Big salary hikes put business chiefs on gravy train

MICHAEL BUCKLEY, the Corkman who heads AIB, saw a massive 48% rise in his pay packet in 2003 to almost €1.4 million, the bank’s annual report reveals.

Mr Buckley was paid a basic salary of €660,000 and a bonus of €570,000 compared with a total of €940,000 in 2002, when the trading fraud at the bank’s former US subsidiary, Allfirst, was uncovered.

The package makes Mr Buckley, who has been in charge of AIB for more three years one of the highest paid bosses in Ireland. The bank said in February that its profits had risen by just 3% in 2003, though, at €1 billion, it is the most profitable bank in Ireland.

AIB’s finance director Gary Kennedy received a similar increase in his remuneration, taking home €758,000 last year compared with €535,000 in 2002.

AIB Capital Markets boss Colm Doherty was paid €640,000 for the year, while Aidan McKeown, who heads the bank’s British operation was paid €540,000.

The new chairman, Dermot Gleeson, the former Attorney-General, was paid €217,000 in fees for his part-time role. Overall, the bank’s directors pocket €5.3 million in salaries and fees. Separately, the 17 directors of the building material giant CRH shared €6.6 million in pay and bonuses, according to the company’s annual report released yesterday. Although the figure is down on the €6.9 million earned by the board in 2002, several of the company’s top executives saw their salaries and bonuses rise.

Liam O’Mahony, CRH’s group chief executive saw his total pay package rise from €1.46 million to €1.63m. It consisted of a basic salary of €975,000, a performance bonus of €350,000 and pension contributions of €292,000.

The next highest paid director was the head of its US aggregates business Tom Hill. The 47-year-old American was paid just over €1m with his basic pay falling to €619,000 with the rest in benefits, bonus and pension contributions. Last year he was paid €978,000.

New finance director Myles Lee was paid just €59,000, though he only joined the board at the end of November, 2003. His predecessor Harry Sheridan, who retired at the same time was paid €679,000 down from €797,000 in 2002, though the drop is not comparable as he left the executive board before the year end.

European product and distribution division chief Brian Hill, was paid €875,000 against €822,000 the previous year. Pat Molloy was paid €300,000 for the year with €43,000 of this in fees and €257,000 for chairing the board.
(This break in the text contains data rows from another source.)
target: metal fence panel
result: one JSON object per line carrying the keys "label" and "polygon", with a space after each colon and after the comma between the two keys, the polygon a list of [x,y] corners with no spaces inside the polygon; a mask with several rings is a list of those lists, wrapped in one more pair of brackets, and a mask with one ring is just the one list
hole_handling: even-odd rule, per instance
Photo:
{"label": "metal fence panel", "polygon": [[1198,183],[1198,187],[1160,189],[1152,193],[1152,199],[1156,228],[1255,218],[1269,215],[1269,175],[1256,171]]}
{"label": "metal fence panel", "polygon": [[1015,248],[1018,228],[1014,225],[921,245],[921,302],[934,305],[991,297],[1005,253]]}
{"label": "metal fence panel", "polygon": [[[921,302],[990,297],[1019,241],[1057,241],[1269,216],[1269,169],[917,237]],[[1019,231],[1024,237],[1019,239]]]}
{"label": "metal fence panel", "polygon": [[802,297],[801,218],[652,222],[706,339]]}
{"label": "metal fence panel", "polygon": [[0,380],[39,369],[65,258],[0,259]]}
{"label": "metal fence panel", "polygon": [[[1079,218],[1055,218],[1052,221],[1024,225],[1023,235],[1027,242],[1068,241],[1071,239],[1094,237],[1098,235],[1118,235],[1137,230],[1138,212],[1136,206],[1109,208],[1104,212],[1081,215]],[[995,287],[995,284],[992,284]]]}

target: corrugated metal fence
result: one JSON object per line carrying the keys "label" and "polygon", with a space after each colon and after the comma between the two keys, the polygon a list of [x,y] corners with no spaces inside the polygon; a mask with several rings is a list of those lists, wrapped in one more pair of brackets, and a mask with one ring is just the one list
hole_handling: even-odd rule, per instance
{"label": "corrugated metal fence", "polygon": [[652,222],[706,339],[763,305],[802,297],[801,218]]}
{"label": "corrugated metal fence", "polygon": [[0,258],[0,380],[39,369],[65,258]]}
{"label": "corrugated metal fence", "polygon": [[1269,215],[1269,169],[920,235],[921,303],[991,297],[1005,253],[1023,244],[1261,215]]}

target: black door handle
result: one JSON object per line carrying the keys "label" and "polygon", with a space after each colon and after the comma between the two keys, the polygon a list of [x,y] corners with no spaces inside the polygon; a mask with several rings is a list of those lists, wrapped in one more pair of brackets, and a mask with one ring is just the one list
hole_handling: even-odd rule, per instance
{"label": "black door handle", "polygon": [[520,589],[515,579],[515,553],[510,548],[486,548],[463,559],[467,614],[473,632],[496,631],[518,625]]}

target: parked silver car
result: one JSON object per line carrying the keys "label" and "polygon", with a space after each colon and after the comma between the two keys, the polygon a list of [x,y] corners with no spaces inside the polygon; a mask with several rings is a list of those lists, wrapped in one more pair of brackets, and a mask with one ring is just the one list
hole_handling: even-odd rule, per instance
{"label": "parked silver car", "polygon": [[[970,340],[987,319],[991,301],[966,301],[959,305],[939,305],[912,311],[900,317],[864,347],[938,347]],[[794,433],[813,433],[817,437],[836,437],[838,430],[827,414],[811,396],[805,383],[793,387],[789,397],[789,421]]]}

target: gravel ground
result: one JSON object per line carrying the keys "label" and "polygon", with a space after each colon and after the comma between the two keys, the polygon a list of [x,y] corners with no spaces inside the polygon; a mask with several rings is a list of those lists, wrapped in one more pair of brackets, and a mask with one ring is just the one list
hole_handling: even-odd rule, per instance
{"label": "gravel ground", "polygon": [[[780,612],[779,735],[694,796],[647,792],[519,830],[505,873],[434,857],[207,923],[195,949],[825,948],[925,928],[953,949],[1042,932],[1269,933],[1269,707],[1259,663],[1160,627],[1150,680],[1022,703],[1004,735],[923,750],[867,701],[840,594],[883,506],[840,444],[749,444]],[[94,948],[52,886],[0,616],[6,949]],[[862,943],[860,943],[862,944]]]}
Meanwhile, Intel Corp., the world’s largest semiconductor maker, said Chief Executive Craig Barrett’s bonus increased 41% last year and he received more than twice as many stock options.

Barrett got $610,000 in salary in 2003, the same as in 2002, the company said in a US Securities and Exchange Commission filing. His bonus rose to $1.51m from $1.07m, and he got options to buy 1.35 million shares, up from 584,000.